HGQ is a method for quantization aware training of neural works to be deployed on FPGAs, which allows for per-weight and per-activation bitwidth optimization.

Why is it useful?

Depending on the specific application, HGQ could achieve up to 20x resource reduction compared to the traditional AutoQkeras approach, while maintaining the same accuracy. For some more challenging tasks, where the model is already under-fitted, HGQ could still improve the performance under the same on-board resource consumption. For more details, please refer to our paper here.

Can I use it?

The following conditions must be met:

  1. Your model is competible with hls4ml (i.e. it can be converted to HLS C++ code).

  2. You are using Vivado as your FPGA backend.

    • However, other backend MAY work if you don’t use heterogeneous activation quantization.

  3. You are using tensorflow.keras as your model API.

  4. Your model is fully connected or convolutional.

    • i.e. no RNN, LSTM, etc. transformers should work if you build one with dense and the conv1d for MMM hack.

  5. You are using tensorflow as your training framework, and you are using tf.keras as your model API.

    • Supports both Sequential and Functional keras model API.

If you meet all the above conditions, you can probably use HGQ to quantize your model.

What’s the status of the project?

The project is still under development. The codebase and documentation are not stable yet, and we are working on it. If you have any questions, please feel free to contact us.

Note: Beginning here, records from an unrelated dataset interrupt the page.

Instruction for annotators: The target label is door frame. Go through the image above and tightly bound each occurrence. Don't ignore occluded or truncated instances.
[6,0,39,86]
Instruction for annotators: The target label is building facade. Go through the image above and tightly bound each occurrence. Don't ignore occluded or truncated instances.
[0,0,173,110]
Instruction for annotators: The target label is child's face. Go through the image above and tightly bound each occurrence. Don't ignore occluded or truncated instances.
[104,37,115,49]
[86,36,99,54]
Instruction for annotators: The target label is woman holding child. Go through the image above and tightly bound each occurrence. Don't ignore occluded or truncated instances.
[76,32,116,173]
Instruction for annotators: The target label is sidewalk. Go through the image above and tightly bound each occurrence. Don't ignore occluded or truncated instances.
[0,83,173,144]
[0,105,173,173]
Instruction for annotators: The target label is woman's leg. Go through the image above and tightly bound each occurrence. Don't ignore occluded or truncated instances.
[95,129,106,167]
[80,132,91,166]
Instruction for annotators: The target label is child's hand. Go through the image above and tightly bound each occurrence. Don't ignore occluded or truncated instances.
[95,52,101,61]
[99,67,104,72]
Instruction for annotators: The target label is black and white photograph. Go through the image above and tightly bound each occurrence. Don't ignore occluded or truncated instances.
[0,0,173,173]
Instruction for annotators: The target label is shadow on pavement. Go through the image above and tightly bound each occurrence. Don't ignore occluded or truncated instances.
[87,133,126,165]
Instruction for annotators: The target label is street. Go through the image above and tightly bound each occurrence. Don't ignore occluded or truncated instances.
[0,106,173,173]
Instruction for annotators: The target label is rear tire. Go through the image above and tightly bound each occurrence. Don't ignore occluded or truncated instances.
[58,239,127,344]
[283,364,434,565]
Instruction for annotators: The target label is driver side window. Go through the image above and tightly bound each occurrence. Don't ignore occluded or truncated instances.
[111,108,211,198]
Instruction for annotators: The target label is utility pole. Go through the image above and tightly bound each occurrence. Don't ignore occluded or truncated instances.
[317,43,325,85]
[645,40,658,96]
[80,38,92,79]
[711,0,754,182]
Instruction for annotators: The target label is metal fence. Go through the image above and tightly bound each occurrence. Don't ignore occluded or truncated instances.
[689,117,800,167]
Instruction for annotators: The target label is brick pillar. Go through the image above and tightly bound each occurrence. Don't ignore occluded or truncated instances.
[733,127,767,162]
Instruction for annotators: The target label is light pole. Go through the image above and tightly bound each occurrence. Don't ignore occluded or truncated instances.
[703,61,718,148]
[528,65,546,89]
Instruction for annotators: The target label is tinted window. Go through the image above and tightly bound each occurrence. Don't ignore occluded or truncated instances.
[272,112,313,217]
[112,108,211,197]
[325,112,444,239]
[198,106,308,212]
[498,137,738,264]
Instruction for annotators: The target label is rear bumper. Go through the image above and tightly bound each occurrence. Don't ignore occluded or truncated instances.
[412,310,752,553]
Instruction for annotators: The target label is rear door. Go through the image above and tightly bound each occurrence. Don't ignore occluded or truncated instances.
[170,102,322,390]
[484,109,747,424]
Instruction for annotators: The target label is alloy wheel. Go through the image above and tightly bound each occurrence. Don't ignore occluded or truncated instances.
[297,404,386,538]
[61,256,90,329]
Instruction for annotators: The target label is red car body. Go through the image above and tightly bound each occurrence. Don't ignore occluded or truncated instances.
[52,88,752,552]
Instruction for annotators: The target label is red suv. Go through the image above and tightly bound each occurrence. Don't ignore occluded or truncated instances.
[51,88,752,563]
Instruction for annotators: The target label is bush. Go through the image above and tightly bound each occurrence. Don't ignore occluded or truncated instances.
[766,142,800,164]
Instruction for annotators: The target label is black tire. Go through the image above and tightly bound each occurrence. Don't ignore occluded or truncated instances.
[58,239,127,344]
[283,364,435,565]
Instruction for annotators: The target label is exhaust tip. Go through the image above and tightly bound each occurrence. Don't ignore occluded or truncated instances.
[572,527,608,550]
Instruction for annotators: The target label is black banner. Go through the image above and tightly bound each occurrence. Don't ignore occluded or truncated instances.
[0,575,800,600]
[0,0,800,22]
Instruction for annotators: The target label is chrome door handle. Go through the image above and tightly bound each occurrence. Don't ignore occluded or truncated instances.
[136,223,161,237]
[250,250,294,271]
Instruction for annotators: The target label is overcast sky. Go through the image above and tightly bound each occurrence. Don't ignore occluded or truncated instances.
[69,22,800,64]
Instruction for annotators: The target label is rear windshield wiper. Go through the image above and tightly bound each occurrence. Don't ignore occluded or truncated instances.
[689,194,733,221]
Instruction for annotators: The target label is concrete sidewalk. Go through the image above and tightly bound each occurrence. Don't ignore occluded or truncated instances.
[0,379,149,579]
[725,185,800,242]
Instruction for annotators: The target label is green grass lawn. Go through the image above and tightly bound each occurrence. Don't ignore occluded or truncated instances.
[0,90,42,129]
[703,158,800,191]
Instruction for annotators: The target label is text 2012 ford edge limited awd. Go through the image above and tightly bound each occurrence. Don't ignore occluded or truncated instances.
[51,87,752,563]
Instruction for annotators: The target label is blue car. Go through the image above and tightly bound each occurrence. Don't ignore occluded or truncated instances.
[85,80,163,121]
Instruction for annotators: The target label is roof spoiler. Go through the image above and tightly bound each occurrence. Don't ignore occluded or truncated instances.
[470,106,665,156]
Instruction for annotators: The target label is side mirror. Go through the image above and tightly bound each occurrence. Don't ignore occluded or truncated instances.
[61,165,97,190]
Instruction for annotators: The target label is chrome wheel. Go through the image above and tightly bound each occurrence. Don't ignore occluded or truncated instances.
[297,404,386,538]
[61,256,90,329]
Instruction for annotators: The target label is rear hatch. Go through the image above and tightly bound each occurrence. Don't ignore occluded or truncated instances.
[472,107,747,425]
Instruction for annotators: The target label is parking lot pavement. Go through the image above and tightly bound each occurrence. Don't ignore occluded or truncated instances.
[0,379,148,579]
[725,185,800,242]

I’m getting terrible results during/after training, what should I do?

Do you observe a collapse of loss value, as well as BOPs and accuracy? If so, you may want to try the following:

  1. Reduce beta in H- layers.

  2. Reduce or remove the regularization quantizer config.

  3. Increase init_bw in quantizer config.

  4. If it still doesn’t work, please first verify that the Keras counterpart of your model is working properly. If it is, please feel free to contact us.

ERROR: [XFORM 203-504] Stop unrolling loop 'SomeName' for Vivado HLS

Your layer is too big. No, actually, due to some hard-coded and yet stupid heuristic in Vivado HLS, it stops you from unrolling some large and/or nested loops regardless of whether it is actually synthesizable/large (e.g., a large but very sparse dense layer will fail). There is NO way to disable this check. You can try to reduce the size of your layer, or try to use parallel_factor for convolutional layers, or split dense layers manually.